Meet Eva, the hero dog who risked her life saving her owner from a mountain lion

Wilson had been walking down a path with Eva when a mountain lion suddenly appeared.

Photo by Didssph on Unsplash

A sweet face and fierce loyalty: Belgian Malinois defends owner.

The Belgian Malinois is a special breed of dog. It's highly intelligent, extremely athletic and needs a ton of interaction. While these attributes make the Belgian Malinois the perfect dog for police and military work, they can be a bit of a handful as a typical pet.
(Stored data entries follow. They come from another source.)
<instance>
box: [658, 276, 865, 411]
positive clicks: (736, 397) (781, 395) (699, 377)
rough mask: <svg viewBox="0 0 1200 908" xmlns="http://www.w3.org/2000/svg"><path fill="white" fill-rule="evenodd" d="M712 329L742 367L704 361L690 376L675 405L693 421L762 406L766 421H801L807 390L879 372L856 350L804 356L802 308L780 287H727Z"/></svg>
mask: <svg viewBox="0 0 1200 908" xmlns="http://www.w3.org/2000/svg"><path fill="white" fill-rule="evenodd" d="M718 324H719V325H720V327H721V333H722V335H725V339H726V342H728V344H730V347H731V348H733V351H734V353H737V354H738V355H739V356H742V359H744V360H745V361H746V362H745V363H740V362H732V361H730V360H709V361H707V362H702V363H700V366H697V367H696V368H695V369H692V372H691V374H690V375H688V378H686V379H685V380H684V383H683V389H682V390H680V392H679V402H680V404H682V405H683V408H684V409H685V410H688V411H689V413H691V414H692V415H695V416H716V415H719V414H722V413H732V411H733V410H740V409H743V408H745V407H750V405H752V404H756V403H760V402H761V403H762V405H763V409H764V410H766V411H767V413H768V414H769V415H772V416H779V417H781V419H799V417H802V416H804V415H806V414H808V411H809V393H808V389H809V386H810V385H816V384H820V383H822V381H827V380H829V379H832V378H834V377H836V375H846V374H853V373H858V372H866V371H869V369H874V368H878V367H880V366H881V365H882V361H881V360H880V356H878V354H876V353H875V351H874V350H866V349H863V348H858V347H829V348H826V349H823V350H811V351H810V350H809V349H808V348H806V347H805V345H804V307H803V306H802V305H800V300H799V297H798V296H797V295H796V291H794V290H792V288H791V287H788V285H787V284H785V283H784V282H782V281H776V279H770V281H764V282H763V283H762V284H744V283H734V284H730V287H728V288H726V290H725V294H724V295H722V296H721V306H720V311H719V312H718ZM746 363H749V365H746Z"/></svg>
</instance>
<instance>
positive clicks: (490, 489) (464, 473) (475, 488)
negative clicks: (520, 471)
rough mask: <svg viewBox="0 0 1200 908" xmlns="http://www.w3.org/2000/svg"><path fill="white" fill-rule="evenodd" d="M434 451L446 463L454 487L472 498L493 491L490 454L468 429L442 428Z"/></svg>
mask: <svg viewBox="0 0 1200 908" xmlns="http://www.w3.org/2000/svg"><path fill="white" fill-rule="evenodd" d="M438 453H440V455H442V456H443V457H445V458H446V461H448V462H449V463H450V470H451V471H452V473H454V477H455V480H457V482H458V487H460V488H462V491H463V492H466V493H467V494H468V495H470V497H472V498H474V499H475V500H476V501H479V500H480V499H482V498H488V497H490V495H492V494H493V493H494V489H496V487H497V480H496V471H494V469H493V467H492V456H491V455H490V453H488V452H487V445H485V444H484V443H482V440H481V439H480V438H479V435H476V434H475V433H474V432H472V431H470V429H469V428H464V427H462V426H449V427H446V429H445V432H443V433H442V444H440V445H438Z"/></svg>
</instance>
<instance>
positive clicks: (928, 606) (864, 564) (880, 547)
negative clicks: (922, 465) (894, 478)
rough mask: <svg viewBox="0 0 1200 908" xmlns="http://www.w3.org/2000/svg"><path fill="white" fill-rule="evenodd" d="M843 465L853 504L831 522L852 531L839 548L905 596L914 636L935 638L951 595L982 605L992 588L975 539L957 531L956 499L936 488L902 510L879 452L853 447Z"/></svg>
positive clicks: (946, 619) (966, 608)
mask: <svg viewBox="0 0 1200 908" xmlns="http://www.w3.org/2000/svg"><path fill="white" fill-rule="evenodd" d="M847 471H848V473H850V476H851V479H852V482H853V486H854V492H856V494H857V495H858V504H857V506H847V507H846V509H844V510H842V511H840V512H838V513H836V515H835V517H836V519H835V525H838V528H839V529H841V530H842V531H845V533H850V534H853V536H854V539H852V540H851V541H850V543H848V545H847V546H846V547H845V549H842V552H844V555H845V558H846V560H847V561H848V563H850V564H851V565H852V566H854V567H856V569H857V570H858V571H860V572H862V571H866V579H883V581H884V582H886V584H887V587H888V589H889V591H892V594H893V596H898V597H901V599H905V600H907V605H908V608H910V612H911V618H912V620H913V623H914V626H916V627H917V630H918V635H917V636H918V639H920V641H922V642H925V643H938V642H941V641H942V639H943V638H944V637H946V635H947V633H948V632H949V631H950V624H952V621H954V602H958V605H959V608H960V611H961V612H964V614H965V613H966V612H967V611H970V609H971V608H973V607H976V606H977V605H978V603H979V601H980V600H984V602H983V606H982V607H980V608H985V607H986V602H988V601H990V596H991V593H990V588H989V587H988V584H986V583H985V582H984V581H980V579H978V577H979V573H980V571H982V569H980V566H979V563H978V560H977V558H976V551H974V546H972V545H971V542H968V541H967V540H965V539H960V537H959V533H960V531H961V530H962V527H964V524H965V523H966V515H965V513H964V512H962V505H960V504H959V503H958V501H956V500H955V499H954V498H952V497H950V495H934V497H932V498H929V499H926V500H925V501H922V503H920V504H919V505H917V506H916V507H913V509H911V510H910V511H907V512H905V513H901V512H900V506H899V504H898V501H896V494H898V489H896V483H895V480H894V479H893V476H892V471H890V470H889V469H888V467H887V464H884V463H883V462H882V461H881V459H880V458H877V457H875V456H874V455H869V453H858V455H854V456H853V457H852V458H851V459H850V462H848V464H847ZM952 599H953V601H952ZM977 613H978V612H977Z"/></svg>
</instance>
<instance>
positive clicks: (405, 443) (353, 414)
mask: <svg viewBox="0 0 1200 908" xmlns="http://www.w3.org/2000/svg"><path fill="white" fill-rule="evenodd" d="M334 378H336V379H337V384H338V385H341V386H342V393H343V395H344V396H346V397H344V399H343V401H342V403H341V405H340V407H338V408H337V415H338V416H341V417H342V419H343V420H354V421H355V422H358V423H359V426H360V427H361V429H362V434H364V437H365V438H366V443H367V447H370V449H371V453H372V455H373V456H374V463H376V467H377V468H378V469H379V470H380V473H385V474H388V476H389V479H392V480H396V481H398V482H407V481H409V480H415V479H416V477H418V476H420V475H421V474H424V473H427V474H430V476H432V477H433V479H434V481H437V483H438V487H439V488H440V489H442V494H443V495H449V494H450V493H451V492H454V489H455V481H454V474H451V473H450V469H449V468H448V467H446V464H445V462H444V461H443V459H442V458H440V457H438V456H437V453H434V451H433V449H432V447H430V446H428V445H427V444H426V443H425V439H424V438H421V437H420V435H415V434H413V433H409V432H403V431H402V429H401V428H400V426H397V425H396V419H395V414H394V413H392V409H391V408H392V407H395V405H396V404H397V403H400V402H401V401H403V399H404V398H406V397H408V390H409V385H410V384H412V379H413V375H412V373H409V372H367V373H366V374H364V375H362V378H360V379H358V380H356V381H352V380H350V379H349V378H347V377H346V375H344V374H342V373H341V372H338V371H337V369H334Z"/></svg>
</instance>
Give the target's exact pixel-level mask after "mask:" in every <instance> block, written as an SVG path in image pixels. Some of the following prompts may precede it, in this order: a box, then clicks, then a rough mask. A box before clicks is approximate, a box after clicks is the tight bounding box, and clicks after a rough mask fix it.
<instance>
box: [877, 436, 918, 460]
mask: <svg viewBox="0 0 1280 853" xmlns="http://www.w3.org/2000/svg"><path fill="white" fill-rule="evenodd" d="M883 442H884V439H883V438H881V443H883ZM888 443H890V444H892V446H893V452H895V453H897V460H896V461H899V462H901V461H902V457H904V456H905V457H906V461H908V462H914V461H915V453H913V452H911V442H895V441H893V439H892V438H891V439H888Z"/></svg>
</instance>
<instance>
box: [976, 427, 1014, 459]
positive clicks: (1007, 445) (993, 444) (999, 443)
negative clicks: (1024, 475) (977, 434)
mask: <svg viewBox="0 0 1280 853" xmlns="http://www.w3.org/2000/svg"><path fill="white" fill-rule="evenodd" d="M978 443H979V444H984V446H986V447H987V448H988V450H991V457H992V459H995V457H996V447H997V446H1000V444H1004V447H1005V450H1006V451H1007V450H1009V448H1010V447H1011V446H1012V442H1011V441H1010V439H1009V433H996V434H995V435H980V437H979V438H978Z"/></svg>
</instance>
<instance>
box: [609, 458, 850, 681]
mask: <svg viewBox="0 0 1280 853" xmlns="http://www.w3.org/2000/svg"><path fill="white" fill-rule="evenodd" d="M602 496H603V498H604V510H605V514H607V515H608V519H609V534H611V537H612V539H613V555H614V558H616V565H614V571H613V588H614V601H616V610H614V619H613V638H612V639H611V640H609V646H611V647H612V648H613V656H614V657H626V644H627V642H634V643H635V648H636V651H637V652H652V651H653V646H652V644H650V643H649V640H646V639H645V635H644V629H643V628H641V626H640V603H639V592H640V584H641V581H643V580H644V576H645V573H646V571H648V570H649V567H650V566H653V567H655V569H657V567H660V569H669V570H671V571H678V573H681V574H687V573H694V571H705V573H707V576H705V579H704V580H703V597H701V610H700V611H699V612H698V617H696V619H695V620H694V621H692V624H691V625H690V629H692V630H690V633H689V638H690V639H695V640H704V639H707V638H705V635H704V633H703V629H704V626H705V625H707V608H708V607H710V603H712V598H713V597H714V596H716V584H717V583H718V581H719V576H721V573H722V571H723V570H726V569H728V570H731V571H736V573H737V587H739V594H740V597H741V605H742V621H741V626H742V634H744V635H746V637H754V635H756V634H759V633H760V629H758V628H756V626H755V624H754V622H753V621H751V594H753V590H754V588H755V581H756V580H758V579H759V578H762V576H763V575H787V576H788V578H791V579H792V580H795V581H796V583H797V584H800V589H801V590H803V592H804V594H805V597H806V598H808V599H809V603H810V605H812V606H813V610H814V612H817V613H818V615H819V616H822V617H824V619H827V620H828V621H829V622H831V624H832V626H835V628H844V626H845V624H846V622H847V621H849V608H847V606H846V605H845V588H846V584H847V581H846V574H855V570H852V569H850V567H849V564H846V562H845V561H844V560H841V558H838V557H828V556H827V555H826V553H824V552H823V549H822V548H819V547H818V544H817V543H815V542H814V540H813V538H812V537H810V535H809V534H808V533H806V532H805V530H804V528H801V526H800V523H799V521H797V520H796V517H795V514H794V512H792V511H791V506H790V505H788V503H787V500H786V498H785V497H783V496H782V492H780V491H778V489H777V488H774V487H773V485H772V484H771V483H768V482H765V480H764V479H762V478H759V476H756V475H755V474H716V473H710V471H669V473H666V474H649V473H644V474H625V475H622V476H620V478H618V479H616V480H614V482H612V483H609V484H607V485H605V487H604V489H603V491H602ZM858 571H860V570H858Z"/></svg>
As Belgian Malinois owner Erin Wilson jokingly told NPR, they’re basically "a German shepherd on steroids or crack or cocaine.”

It was her Malinois Eva’s natural drive, however, that ended up saving Wilson’s life.

According to a news release from the California Department of Fish and Wildlife, Wilson had been walking down a path with Eva slightly ahead of her when a mountain lion suddenly appeared and swiped Wilson across the left shoulder. She quickly yelled Eva’s name and the dog’s instincts kicked in immediately. Eva rushed in to defend her owner.

It wasn’t long, though, before the mountain lion won the upper hand, much to Wilson’s horror.

She told TODAY, “They fought for a couple seconds, and then I heard her start crying. That’s when the cat latched on to her skull.”